Dawn Of The Replicants/ I Am Kloot
"You've got blood on your legs," murmurs I Am Kloot's Johnny Bramwell from the darkness, "I'm in love with you". It's the opening gambit of an afternoon of acoustic reverie in the hands of two most idiosyncratic bands, ripping at the tapestry of rock and weaving shocking new shapes from their own with immeasurable grace.

Mancunian trio I Am Kloot aren't as befuddling or vague as their name. If singer/guitarist Johnny Bramwell's hauntingly Lennon-esque vocals are what initially catch your attention, you are also swiftly seduced by his simple, graceful songs, deliciously rendered here on fragile guitar, cresting bass and gently rumbling drums. More timeless than classicist, I Am Kloot are expert navigators of the bedsit soul. A single, 'Titanic', awaits your purchase.

Back from record label purgatory, Dawn Of The Replicants unveil a batch of new material, distorted brilliance that recalls Led Zeppelin's third album, left to warp in the sun. Songs like 'Hollywood Hills', stripped bare of FX and extraneous carnival noises, are deft mixtures of gentle psychedelia and skewed pop, only a critical few degrees astray from the mainstream.

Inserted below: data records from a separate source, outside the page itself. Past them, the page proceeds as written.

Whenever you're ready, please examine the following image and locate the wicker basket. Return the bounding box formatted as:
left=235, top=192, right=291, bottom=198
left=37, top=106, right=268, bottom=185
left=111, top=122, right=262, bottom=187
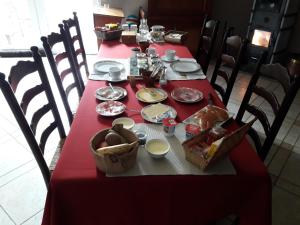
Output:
left=182, top=118, right=256, bottom=170
left=90, top=124, right=139, bottom=173
left=94, top=29, right=122, bottom=41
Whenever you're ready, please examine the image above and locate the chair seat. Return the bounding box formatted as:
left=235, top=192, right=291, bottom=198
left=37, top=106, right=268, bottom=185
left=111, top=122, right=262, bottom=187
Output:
left=50, top=138, right=66, bottom=172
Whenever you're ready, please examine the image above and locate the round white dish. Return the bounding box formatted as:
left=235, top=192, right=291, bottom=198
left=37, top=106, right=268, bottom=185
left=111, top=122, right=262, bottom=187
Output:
left=171, top=87, right=203, bottom=103
left=145, top=139, right=170, bottom=158
left=93, top=60, right=125, bottom=73
left=136, top=88, right=168, bottom=103
left=112, top=117, right=135, bottom=129
left=161, top=55, right=179, bottom=62
left=141, top=103, right=177, bottom=123
left=95, top=86, right=127, bottom=101
left=170, top=61, right=201, bottom=73
left=96, top=101, right=126, bottom=116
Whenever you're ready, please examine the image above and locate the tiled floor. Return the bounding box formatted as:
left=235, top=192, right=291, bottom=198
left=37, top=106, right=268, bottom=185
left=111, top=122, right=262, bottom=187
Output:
left=0, top=57, right=300, bottom=225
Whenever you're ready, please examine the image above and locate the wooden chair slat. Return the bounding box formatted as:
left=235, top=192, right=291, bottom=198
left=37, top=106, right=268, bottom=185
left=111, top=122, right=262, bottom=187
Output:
left=63, top=12, right=89, bottom=79
left=65, top=82, right=77, bottom=98
left=55, top=52, right=69, bottom=64
left=236, top=51, right=300, bottom=161
left=217, top=69, right=230, bottom=83
left=245, top=104, right=271, bottom=135
left=8, top=61, right=37, bottom=92
left=39, top=121, right=58, bottom=153
left=196, top=15, right=220, bottom=74
left=20, top=84, right=44, bottom=115
left=60, top=68, right=72, bottom=81
left=260, top=63, right=291, bottom=94
left=30, top=103, right=52, bottom=135
left=210, top=27, right=248, bottom=106
left=253, top=86, right=280, bottom=114
left=0, top=47, right=66, bottom=188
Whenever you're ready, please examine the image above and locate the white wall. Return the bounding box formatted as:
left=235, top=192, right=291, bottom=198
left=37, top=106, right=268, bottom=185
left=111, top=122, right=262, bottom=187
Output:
left=108, top=0, right=147, bottom=18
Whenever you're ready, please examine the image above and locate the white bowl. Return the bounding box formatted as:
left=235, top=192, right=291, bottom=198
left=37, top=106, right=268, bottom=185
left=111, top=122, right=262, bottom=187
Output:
left=145, top=139, right=170, bottom=158
left=112, top=117, right=135, bottom=129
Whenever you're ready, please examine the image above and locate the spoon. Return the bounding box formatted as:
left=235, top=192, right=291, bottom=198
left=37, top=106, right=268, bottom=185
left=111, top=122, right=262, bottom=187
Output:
left=109, top=83, right=116, bottom=94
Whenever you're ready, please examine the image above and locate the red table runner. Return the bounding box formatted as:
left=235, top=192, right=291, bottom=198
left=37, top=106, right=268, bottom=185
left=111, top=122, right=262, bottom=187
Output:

The tired argument that DOTR have a tendency towards bloody-minded abstraction doesn't hold this afternoon. In this pared-down state, the simplicity of their songs, their addictively fried melodicism, are revealed. If they resist the over-elaborate productions which have sometimes sunk their records, this could be the beginning of a remarkable second wind.